The Organisation for Economic Co-operation and Development (OECD) said that global growth is set to slow to 3.1% in 2022 and fall even further to 2.2% in 2023
The OECD stressed that “uncertainty about the outlook is high” and the risks have become “more skewed to the downside and more acute” but the global economy should avoid a recession next year
“We are not predicting a recession, but we are certainly projecting a period of pronounced weakness, OECD head Mathias Cormann told a news conference to present the organisation’s latest Economic Outlook.
“Global financial conditions have tightened significantly, amidst the unusually vigorous and widespread steps to raise policy interest rates by central banks in recent months, weighing on interest-sensitive spending and adding to the pressures faced by many emerging-market economies,” the Paris-based organisation said in its Economic Outlook report.
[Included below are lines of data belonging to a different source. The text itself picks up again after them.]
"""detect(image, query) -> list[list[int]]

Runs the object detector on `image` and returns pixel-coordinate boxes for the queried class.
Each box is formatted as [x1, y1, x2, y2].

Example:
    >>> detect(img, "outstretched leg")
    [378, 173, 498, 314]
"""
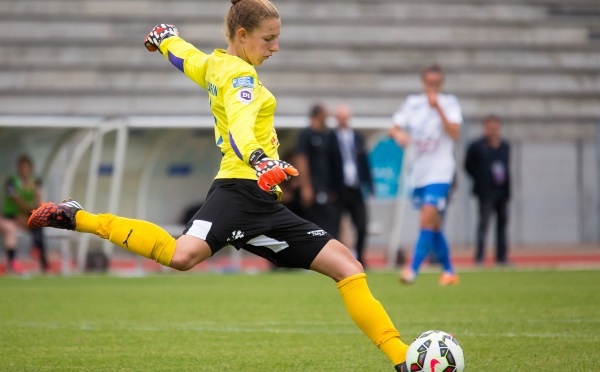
[28, 201, 212, 270]
[310, 240, 408, 371]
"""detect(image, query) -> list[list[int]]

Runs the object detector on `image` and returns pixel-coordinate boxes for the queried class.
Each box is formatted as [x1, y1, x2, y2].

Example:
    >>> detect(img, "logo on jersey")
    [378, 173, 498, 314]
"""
[238, 89, 252, 103]
[233, 76, 254, 88]
[227, 230, 244, 242]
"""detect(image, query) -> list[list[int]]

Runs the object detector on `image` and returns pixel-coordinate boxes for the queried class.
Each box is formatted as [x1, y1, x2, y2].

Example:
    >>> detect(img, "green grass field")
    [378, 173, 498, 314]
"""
[0, 271, 600, 372]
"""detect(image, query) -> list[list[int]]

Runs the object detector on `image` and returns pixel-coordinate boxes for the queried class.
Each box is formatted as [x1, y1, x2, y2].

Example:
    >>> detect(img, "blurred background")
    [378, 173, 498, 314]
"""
[0, 0, 600, 273]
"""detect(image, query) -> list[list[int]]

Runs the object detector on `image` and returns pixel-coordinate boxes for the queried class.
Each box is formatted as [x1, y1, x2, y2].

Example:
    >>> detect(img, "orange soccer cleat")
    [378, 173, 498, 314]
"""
[440, 273, 460, 286]
[27, 200, 83, 230]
The economic growth in the United States is expected to drop from 5.3% in 2021 to 1.8% this year, while Eurozone’s GDP growth is set to fall from 5.3% last year to 3.3% in 2022 and then slow to 0.5% in 2023. Outside the euro zone, the British economy was seen shrinking 0.4% next year as it contends with rising interest rates, surging inflation and weak confidence
In China, which is not an OECD member, growth is seen tumbling to 3.3% from 8.1% in 2021.